Polar bears face the risk of starvation during periods of Arctic sea ice absence when they are compelled to search for food on land. Despite their ability to adapt their diet and hunting behaviors, these apex predators struggle to cope with longer ice-free seasons due to climate change. The findings, based on data collected from 20 polar bears and published in Nature Communications, shed new light on the challenges these magnificent creatures face.

The Arctic is experiencing rapid sea ice reduction due to ongoing climate change. From late spring to early summer, polar bears rely on sea ice as a hunting platform, primarily targeting seals during the birthing and weaning of cubs. However, during ice-free periods, polar bears minimize activity to conserve energy, resorting to fasting or consuming low-energy vegetation on land. While some individuals have been observed feeding on terrestrial animals, the effectiveness of this strategy remains limited.

Contrary to speculation that polar bears might adapt to longer ice-free seasons by mimicking their grizzly relatives, the study’s findings suggest otherwise.

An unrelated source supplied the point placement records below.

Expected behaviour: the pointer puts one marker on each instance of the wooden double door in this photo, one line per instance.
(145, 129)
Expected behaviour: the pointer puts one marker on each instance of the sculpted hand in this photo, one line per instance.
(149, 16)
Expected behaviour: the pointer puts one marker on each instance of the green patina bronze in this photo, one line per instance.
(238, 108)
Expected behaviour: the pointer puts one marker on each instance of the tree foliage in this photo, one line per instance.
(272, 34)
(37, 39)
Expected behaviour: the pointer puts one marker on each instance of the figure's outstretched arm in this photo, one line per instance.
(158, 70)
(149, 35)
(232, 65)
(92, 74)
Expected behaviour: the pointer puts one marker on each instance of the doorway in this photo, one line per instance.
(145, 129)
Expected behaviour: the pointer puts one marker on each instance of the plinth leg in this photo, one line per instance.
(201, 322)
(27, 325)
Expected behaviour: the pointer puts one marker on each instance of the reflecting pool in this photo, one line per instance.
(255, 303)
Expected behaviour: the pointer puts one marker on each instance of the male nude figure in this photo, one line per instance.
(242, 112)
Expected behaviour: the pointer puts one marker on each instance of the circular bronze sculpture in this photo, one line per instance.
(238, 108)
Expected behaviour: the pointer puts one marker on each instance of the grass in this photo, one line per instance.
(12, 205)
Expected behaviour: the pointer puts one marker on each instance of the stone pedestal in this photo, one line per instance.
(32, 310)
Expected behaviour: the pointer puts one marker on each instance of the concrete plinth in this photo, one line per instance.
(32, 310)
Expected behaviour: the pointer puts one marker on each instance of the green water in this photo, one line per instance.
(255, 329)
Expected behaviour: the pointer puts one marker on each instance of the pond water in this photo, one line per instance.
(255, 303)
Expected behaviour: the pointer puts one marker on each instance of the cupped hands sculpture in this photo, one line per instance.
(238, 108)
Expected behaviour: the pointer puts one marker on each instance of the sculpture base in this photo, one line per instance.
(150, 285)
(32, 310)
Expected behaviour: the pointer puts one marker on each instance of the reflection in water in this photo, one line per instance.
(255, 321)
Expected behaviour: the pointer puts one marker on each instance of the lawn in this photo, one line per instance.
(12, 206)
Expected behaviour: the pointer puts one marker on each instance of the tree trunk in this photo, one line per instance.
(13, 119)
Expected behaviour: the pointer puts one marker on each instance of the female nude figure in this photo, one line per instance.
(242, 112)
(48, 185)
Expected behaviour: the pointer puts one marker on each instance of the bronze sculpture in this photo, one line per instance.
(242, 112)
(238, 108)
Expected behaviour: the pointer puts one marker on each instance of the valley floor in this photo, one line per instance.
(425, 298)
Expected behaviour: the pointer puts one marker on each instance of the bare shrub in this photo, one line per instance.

Charles Robbins, director of the Washington State University Bear Center and co-author of the study, emphasized that polar bears cannot simply “don a white coat” and behave like grizzlies. They are fundamentally different creatures with unique dietary and behavioral needs.

Adult male polar bears, larger than grizzlies, rely on the energy-rich fat of seals to maintain their massive size. Researchers conducted their study in the western Hudson Bay, Canada, one of the regions most affected by climate change, where the ice-free period has increased by about three weeks since 1979. Tracking 20 polar bears equipped with collars containing cameras and GPS, the researchers observed their behaviors during the prolonged ice-free period from August to September.